Lewis Donohew: The children came for a visit with their children – to see the farm and more

This year when the children came home for the Fourth of July we decided to show them some of the special things our area has to offer. We live on a farm near a small town about 45 minutes from Lexington and sometimes we suspect that our children’s mates think we are hicks from the sticks.

 

Actually, there are wonderful places here they’ve never heard about, not like the places they take us when we go to visit them—no ferries across the bay to San Francisco or movies at the Eastman House—but places we enjoy and are proud to show off, nonetheless. We put together two itineraries, one for the children and their families and another for a week-long visit by one of the grandchildren.

 

The lodge at Elk Creek Vinyards

With the grown children we toured and had lunch at Elk Creek winery in Owenton, located in a handsome new building equipped with state-of-the-art equipment, where we sell our grapes, looked in on two places in Mt. Sterling—Bramble Ridge Orchards, where we had a gourmet lunch prepared by proprietor Cindy Peake, and the Arts Center where Cay Lane has done such a huge and imaginative job—with help from other volunteers, of course—raising funds and converting a big downtown church into a home for juried art exhibitions, touring theater and musical programs (we saw Faust there the other night), open mic night, and other events.

 

The Kentucky Folk Art Center at Morehead State University

We took a spin over to Morehead for a visit to the Kentucky Folk Art Museum, which includes works by Edgar Tolson, among them Adam and Eve in the Garden of Eden, complete with serpent, and the magnificent carvings of LeVon Williams, Kentucky basketball star who became an artist, with a studio in Lexington.

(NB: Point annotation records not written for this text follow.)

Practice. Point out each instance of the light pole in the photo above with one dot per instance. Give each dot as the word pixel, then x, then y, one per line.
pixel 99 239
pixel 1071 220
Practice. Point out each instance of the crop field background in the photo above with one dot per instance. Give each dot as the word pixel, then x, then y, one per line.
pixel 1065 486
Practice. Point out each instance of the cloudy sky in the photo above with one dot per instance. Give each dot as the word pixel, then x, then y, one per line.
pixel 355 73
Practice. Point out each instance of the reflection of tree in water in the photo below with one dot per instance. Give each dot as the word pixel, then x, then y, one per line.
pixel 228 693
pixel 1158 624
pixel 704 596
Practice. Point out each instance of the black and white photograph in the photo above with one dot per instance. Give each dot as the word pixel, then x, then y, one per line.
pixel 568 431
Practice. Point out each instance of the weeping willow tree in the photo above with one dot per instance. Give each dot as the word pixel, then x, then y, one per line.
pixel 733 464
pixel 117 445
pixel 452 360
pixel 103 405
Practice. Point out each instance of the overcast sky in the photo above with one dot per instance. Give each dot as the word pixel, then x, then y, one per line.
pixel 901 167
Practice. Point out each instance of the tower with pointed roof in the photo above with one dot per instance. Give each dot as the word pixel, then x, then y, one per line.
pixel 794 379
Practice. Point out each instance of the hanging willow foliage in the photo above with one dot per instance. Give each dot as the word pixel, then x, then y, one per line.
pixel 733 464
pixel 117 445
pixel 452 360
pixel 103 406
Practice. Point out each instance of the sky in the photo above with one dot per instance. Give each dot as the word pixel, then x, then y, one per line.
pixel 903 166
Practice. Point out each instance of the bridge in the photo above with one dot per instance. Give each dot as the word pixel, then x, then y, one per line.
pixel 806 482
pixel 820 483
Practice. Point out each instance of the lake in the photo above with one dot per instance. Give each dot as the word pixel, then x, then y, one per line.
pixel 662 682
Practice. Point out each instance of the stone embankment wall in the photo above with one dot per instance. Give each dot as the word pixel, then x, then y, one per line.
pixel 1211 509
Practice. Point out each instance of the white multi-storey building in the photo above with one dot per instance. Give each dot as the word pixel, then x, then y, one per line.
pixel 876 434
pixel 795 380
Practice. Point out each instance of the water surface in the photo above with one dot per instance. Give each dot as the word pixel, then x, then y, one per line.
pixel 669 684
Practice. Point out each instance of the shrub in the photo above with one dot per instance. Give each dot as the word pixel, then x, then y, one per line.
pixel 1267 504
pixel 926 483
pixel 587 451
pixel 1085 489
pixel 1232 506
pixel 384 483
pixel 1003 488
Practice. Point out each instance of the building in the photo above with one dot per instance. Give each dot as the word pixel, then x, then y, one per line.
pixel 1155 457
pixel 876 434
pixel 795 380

We also went to see the fireworks at Frenchburg, a very good display of bombs bursting in air, then watched shows at other nearby towns the following night from our back yard.

 

No, these events and places don’t compete with their cities of San Francisco and Rochester, but they are very nice assets, nonetheless, and we are proud of them. Also, where my nine-year-old granddaughter lives she can’t go for a ride in the enclosed cab of a tractor, or drive the go-cart I bought long ago at a farm auction.

 

When our 11-year-old granddaughter from Florida comes up this week, we plan to take her to the Cincinnati Zoo, the Kentucky Horse Park, the candy-making facilities at Ruth Hunt Candies in Mt. Sterling, the native American artifacts and art exhibit at UK, and Grease at Jenny Wiley State Park in Prestonsburg.

 

It’s always such a wonderful time when the children come to visit. Although the farm wasn’t home when they were growing up, I have now lived here for 19 years, commuting to the University most of that time. The adult grandchildren have had time to bond with it. The twins’ tree house is still in the big maple tree in the backyard, the go-cart still bears the big number they painted on it to make it look like a race car, it’s where we have cut the Christmas trees, and this is where we have celebrated many holidays with bonfires and s’mores, and popcorn and fires in the fireplace before we became snowbirds. So it’s a familiar place for that generation and almost home for the children.

 

I call them children, but as I noted earlier, they’re grown with families of their own. Now, except for an occasional holiday here, they come for Christmas visits with us in Florida every other year, the odd year being spent with the family of the mate. But on the Fourth of July they come by the farm for a few days. I think this year was the best visit ever, but I think that every year.

 

Lewis Donohew retired from the University of Kentucky College of Communications in 1999 after nearly 35 years of service and having earned a national reputation as a communications scholar and researcher. Now down on his farm growing grapes and living close to the earth, he contemplates issues of the day from a lifetime of experience and a love of the land.